Die europäische ECC83 bzw. die amerikanische 12AX7 ist die meistverbreitetste Niederfrequenzvorverstärkerröhre überhaupt. Wer sich auch nur ein wenig mit Röhren beschäftigt, kennt diese Röhre, denn sie steckt in nahezu jedem Audioverstärker in Röhrentechnik, egal ob HiFi oder Instrumentenverstärker. Die ECC83 bzw. 12AX7 ist auch heute noch eine sehr gefragte Röhre, und so ist es nicht verwunderlich, daß das Preisniveau von unbenutzten Röhren aus alter Produktion (NOS = New Old Stock) erschreckende Höhen erklommen hat. Nachfolgend können Sie etwas über die Historie dieses Röhrentyps, ihre besonderen Eigenschaften und die vielen mehr oder weniger kompatiblen Typen erfahren sowie auch eine Betrachtung finden, ob NOS-Röhren wirklich besser sind als neue Röhren.

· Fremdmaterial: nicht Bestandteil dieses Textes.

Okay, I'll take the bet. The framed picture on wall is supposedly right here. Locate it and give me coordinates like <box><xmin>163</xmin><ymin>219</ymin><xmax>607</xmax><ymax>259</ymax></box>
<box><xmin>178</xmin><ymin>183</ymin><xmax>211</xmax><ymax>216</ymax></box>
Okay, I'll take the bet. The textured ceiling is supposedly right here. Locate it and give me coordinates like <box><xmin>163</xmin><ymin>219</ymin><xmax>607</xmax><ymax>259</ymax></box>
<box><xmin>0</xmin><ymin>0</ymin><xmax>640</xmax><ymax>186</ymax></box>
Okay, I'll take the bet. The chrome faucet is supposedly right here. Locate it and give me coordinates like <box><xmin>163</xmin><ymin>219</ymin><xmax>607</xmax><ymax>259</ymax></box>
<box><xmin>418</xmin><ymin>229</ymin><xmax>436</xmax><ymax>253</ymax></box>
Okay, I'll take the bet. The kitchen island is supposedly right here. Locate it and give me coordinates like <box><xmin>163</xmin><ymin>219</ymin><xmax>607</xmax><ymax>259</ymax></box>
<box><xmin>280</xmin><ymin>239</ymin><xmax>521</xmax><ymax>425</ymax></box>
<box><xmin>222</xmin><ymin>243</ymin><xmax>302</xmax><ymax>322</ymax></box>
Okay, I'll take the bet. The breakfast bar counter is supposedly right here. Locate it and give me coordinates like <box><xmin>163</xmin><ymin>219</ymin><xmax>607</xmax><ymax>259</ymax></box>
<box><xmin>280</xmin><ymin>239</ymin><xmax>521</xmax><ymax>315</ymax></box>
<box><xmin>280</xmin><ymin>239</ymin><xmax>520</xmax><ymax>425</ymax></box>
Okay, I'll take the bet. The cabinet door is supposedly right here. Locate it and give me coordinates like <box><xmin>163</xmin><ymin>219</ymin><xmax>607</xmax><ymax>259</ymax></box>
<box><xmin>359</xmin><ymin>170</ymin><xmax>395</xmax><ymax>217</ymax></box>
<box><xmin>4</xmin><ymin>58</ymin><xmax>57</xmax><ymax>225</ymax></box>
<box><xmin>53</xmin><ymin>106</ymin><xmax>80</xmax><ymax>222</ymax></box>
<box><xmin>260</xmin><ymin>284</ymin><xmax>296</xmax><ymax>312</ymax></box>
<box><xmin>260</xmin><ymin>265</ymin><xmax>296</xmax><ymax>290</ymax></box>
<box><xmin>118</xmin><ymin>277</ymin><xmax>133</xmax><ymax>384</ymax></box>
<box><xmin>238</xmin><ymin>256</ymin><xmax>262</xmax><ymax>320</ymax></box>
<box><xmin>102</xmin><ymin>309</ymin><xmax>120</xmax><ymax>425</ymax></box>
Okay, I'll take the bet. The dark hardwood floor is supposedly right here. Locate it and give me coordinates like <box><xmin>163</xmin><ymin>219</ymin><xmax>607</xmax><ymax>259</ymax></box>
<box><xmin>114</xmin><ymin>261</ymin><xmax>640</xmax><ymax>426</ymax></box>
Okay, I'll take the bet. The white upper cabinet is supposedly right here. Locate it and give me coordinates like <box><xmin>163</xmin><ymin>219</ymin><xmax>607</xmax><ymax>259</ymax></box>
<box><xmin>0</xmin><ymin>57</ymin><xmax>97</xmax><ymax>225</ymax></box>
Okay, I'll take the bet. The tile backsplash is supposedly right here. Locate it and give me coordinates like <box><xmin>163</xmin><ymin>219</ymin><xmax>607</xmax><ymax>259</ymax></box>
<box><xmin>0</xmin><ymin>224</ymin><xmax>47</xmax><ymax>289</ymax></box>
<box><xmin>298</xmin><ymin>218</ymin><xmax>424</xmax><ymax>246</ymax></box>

Historie und besondere Eigenschaften

Entstanden ist die 12AX7 dadurch, daß die amerikanische Firma RCA zwei aus der Verbundröhre 6AV6 (1 Triode + 2 Dioden) stammende Triodensysteme, die ihrerseits auf einem aus den 30er Jahren stammenden Design basierten, mechanisch zu einer Einheit verband und in einen Glaskolben mit dem damals relativ neuen Novalsockel steckte. Käuflich zu erwerben war sie ab 1947. Das Triodensystem der 6AV6 war konsequent als Niederfrequenztriode mit hoher Verstärkung konzipiert und unter den Trioden konkurrenzlos, was die erzielbare Verstärkung angeht. Dadurch daß die 12AX7 deren hohe Verstärkung erbte und gleich mit 2 Triodensystemen in einer Röhre daherkam, war sie eine kostengünstige Alternative zu anderen Lösungen. Denn das Ziel war damals fast immer, mit so wenigen Röhren wie möglich die erforderliche Gesamtverstärkung zu erzielen, weil Röhren vergleichsweise teuer waren. Pentoden besitzen zwar generell eine höhere Verstärkung als Trioden, aber davon konnte man bei Limitierung auf 9 Pins keine zwei voneinander unabhängigen Systeme in einer Röhre unterbringen. Zwei hintereinandergeschaltete Triodenstufen der 12AX7 besaßen zusammen eine höhere Verstärkung als eine beliebige einzelne Pentode, und so ist es wenig verwunderlich, daß sie sich recht schnell großer Beliebtheit unter den Schaltungsentwicklern erfreute.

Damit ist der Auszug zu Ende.